Focused Ultrasound Enhancement of an Intranasal Gene Therapy for Parkinson’s Disease

Presenter: Amirah Aly

Research Category: Health Sciences
Student Type: Graduate
PI: Barbara Waszczak
Award Winner Category: Health Sciences

We have developed an intranasal gene therapy approach with the potential to stop Parkinson’s disease (PD) progression, and possibly reverse its symptoms. Our lab found a way to harvest the potential of glial cell line-derived neurotrophic factor (GDNF) as a treatment for PD.  GDNF is a protein that activates survival and growth-promoting pathways in dopamine neurons, which die in PD, and restores the surviving neurons to function.  However, GDNF does not cross the blood-brain barrier (BBB), so its use would require surgical injection into the brain. We use intranasal delivery of DNA nanoparticles (NPs) encoding GDNF as a way to both bypass the BBB and generate continuous production of GDNF within the brain.  After intranasal administration of these DNA NPs, developed by Copernicus Therapeutics, Inc., GDNF levels peak at 1 week and persist over at least 6 months.  We also showed that intranasal DNA NPs primarily transfect pericytes, cells lying along the outside of blood vessels throughout the brain.

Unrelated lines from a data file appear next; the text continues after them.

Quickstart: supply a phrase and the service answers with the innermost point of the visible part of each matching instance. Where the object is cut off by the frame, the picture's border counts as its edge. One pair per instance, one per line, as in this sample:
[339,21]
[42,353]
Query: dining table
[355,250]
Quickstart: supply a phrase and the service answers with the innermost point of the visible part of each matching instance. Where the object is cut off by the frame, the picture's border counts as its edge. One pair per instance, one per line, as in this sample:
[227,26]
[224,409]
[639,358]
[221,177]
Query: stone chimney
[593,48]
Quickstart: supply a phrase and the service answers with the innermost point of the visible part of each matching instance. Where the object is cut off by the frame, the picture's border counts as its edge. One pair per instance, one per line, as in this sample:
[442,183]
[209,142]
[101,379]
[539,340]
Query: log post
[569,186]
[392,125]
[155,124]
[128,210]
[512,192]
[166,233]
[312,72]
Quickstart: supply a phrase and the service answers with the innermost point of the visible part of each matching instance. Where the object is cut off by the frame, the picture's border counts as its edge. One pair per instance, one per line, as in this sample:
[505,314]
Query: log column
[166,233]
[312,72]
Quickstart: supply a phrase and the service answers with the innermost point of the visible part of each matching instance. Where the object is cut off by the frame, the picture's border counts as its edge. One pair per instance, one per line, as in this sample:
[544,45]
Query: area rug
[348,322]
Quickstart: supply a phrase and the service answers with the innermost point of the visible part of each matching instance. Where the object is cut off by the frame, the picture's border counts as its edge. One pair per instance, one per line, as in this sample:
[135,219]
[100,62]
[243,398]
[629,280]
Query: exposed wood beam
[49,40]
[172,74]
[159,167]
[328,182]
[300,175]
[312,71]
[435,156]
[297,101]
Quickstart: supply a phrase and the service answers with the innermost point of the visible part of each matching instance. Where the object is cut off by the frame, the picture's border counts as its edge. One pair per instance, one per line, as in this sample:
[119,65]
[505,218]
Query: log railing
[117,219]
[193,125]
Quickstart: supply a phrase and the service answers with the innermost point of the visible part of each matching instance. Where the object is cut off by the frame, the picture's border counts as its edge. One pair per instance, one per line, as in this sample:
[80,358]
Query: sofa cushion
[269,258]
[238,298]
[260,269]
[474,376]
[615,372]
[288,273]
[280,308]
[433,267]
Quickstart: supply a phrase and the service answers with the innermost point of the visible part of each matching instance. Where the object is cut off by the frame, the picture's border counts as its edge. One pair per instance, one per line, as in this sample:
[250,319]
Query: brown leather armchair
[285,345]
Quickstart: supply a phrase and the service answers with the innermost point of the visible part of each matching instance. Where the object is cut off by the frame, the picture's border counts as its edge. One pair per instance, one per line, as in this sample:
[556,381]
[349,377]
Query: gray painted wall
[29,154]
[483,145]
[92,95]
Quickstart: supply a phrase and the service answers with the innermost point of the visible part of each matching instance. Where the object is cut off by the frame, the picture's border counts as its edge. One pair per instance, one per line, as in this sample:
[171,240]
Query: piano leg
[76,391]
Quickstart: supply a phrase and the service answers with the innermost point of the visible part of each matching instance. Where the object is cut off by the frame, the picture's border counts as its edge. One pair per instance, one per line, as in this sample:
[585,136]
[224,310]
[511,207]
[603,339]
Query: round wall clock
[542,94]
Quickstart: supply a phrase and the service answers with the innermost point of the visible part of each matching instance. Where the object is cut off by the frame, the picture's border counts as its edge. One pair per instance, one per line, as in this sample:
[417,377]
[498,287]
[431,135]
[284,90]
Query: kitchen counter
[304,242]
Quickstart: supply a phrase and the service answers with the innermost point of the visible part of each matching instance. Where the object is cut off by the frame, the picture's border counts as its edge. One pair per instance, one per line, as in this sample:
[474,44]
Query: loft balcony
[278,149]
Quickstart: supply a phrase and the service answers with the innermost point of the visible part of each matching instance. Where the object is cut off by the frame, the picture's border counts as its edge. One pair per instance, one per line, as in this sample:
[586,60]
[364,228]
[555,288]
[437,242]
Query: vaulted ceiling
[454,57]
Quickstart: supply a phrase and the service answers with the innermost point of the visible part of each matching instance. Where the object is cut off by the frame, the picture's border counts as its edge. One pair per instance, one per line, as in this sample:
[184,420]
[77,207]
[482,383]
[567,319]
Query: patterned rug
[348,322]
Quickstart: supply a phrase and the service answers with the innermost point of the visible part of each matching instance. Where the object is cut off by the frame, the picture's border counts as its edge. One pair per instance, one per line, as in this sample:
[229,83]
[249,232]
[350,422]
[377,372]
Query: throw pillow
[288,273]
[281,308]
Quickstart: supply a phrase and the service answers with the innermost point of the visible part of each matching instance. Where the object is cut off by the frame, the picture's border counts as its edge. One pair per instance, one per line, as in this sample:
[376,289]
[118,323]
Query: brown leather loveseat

Our current studies are determining whether it is possible to use focused ultrasound (FUS) to enrich or target delivery of intranasally administered DNA NPs to brain regions affected in PD.  FUS causes temporary and localized disruption of the BBB, allowing enhanced delivery of therapeutic agents to desired regions in brain. We found that FUS increased GDNF in the sonicated brain hemisphere and resulted in deeper penetration and more cell types producing GDNF than in non-sonicated areas.  FUS + intranasal GDNF DNA NPs offer an exciting new treatment approach for early-stage PD.